"La Russie est une grande puissance eurasiatique qui se situe à la charnière des civilisation et possède une richissime expérience unique en son genre de la coexistence et de la coopération de plusieurs cultures, ethnies et religions", a déclaré dans son intervention le ministre des Affaires étrangères de la Fédération de Russie, Sergueï Lavrov. Le développement d'un dialogue interconfessionnel est à ce jour l'une des tâches prioritaire de l'Organisation de la Conférence islamique qui regroupe plus de 50 Etats islamique dont la population dépasse un milliard d'habitants. Et là, les aspiration de Moscou et du monde islamique coïncident tout à fait. Comme l'a rappelé Sergueï Lavrov, dans le cadre d'étroits contacts avec l'OCI, contacts dont le début avait été mis en 2003 par le Président de la Fédération de Russie, Vladimir Poutine, "bien des choses" ont été faites et, en premier lieu dans le contexte du développement d'un dialogue interconfessionnel.
"Avec une vingtaine de pays musulmans, des ententes ont été enregistrées pour éditer des recueils conjoints, consacrés à l'expérience de la coexistence de l'islam et du christianisme dans les Etats intéressés. On est en train de former un groupe de vision stratégique "Russie - monde islamique" dont d'éminentes personnalités de divers pays musulmans feront partie", a appris le ministre des Affaires étrangères de la Fédération de Russie, Sergueï Lavrov. Qui plus est, Moscou salue cet intérêt que les pays-membre de l'Organisation de la Conférence islamique manifestaient pour les projets de l'UNESCO en vue de promouvoir le système d'éducation en République de Tchétchénie.

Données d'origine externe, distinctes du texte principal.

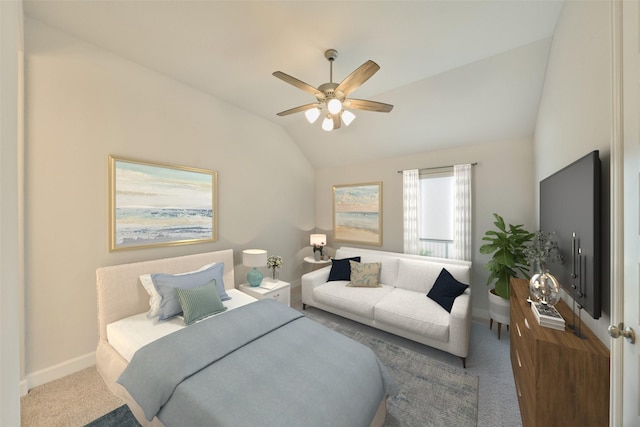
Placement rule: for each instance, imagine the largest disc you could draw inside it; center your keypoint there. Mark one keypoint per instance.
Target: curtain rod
(438, 167)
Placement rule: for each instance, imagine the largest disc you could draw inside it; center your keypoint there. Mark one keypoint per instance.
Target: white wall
(575, 111)
(84, 103)
(11, 44)
(503, 179)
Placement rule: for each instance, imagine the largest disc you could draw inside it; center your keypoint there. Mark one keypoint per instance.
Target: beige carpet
(71, 401)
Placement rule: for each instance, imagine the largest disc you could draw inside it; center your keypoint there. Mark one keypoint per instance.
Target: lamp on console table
(318, 241)
(254, 258)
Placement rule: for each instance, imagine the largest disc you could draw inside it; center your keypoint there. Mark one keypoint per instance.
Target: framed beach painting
(357, 213)
(152, 205)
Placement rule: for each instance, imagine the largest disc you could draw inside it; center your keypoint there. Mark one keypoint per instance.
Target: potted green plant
(507, 246)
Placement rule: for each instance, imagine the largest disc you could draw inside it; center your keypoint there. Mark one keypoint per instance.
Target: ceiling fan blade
(363, 104)
(297, 83)
(336, 121)
(297, 109)
(358, 77)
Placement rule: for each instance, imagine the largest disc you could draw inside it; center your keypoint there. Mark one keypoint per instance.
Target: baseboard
(58, 371)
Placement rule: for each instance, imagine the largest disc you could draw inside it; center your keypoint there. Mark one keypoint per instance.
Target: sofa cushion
(341, 269)
(413, 312)
(417, 275)
(365, 275)
(388, 261)
(358, 301)
(446, 290)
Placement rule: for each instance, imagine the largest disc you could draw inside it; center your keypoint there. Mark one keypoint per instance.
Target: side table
(279, 291)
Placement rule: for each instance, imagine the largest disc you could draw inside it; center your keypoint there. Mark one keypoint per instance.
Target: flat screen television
(570, 207)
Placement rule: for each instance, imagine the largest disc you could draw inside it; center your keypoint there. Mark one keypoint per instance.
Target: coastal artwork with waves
(161, 205)
(357, 213)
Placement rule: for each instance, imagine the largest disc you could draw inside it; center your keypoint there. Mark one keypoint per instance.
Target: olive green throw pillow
(198, 303)
(364, 275)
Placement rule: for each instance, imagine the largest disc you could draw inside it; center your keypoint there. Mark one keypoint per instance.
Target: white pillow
(154, 297)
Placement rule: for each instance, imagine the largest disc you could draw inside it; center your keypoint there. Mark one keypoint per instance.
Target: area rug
(119, 417)
(429, 392)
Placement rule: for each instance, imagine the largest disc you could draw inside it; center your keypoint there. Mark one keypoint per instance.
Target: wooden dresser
(561, 380)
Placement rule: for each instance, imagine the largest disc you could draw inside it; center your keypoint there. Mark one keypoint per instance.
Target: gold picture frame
(154, 205)
(357, 213)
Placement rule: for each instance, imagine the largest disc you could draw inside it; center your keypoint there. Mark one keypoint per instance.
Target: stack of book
(547, 316)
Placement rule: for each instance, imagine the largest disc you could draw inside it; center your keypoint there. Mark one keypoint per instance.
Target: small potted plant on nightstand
(507, 245)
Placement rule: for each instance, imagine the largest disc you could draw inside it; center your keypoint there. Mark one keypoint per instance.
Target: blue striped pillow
(198, 303)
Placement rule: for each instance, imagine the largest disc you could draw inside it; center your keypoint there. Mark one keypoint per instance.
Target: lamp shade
(254, 257)
(318, 239)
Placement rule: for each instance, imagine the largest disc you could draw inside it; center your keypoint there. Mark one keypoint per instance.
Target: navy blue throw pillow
(340, 269)
(446, 289)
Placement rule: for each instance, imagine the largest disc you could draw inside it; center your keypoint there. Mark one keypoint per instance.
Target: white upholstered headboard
(120, 293)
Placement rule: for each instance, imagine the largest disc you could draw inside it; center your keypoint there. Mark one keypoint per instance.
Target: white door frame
(617, 215)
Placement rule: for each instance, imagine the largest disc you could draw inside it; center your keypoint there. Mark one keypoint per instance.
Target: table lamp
(254, 258)
(318, 241)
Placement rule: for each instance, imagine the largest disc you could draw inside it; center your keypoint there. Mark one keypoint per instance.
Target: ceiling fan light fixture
(331, 98)
(334, 106)
(347, 117)
(327, 123)
(312, 114)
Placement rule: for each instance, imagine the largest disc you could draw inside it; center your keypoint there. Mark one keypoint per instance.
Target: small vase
(543, 286)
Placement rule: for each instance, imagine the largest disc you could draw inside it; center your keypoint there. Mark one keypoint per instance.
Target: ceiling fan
(331, 98)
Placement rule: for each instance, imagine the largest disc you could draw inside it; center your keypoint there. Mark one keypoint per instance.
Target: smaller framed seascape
(357, 213)
(154, 205)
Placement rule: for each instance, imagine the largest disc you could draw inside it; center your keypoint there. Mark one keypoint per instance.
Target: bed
(309, 378)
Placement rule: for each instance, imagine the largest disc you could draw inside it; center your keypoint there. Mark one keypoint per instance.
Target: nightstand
(279, 291)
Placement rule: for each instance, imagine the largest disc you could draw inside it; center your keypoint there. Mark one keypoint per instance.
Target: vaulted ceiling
(457, 72)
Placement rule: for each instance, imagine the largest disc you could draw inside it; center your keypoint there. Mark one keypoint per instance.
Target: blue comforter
(261, 364)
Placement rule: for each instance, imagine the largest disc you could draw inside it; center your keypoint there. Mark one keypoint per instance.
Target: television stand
(560, 379)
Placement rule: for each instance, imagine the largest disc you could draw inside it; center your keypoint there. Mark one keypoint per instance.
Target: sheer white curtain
(462, 212)
(411, 202)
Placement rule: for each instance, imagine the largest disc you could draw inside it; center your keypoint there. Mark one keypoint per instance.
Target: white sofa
(400, 306)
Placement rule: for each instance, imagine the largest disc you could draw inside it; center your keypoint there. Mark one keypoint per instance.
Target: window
(436, 213)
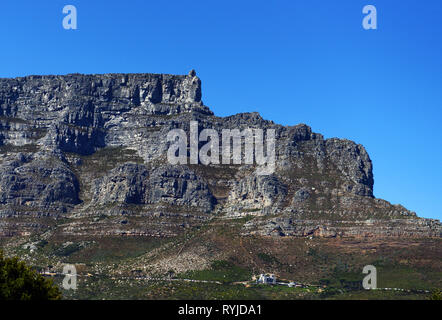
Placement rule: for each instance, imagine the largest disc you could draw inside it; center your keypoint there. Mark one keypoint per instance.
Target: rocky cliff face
(95, 145)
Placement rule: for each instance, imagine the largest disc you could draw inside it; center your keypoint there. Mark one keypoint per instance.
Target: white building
(266, 279)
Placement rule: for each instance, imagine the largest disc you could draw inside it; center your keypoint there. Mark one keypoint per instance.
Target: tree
(20, 282)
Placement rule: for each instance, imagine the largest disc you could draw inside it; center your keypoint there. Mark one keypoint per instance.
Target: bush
(20, 282)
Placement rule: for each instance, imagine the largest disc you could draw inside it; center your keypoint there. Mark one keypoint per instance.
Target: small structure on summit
(266, 279)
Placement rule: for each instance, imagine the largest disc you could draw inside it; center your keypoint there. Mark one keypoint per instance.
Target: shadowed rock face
(79, 145)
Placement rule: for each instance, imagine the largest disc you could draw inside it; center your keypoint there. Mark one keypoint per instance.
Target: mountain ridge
(95, 145)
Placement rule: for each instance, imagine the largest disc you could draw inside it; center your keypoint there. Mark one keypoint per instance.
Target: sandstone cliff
(95, 145)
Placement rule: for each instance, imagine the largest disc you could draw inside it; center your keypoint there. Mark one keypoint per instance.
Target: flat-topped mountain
(84, 149)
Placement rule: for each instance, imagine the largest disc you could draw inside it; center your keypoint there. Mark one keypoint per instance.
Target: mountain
(85, 158)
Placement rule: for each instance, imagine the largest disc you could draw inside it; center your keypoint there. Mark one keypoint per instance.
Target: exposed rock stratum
(95, 146)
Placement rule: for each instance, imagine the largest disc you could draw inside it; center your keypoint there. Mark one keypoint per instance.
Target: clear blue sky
(294, 61)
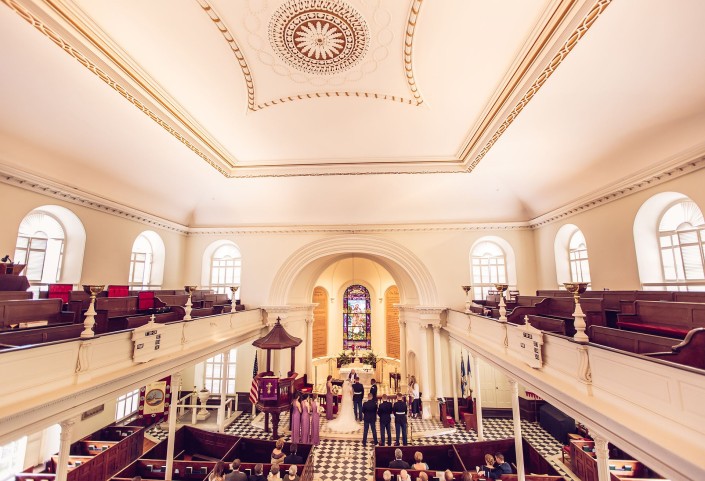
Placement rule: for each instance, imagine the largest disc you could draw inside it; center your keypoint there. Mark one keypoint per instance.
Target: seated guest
(293, 458)
(218, 473)
(236, 474)
(398, 463)
(278, 453)
(292, 476)
(501, 465)
(257, 474)
(488, 470)
(274, 473)
(418, 462)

Par conséquent, au lieu d'un flot incontrôlable de prédicateurs de vues extrémistes qui s'étaient infiltrés dans les années précédentes sur le territoire russe depuis certains pays musulmans, le temps est venu pour une instruction musulmane civilisée. Et, comme le font remarquer des sources diplomatiques, "l'afflux de finances depuis les Etats arabes pour appuyer les terroristes en Russie s'est considérablement réduit". Tout cela est aussi dans l'intérêt de l'Organisation de la Conférence islamique qui se préoccupe du fait que, sous le couvert de l'islam, on propage dans le monde les idées d'extrémisme et de terreur. Cela ne fait que compromettre l'image des musulmans aux yeux des adeptes d'autres religions.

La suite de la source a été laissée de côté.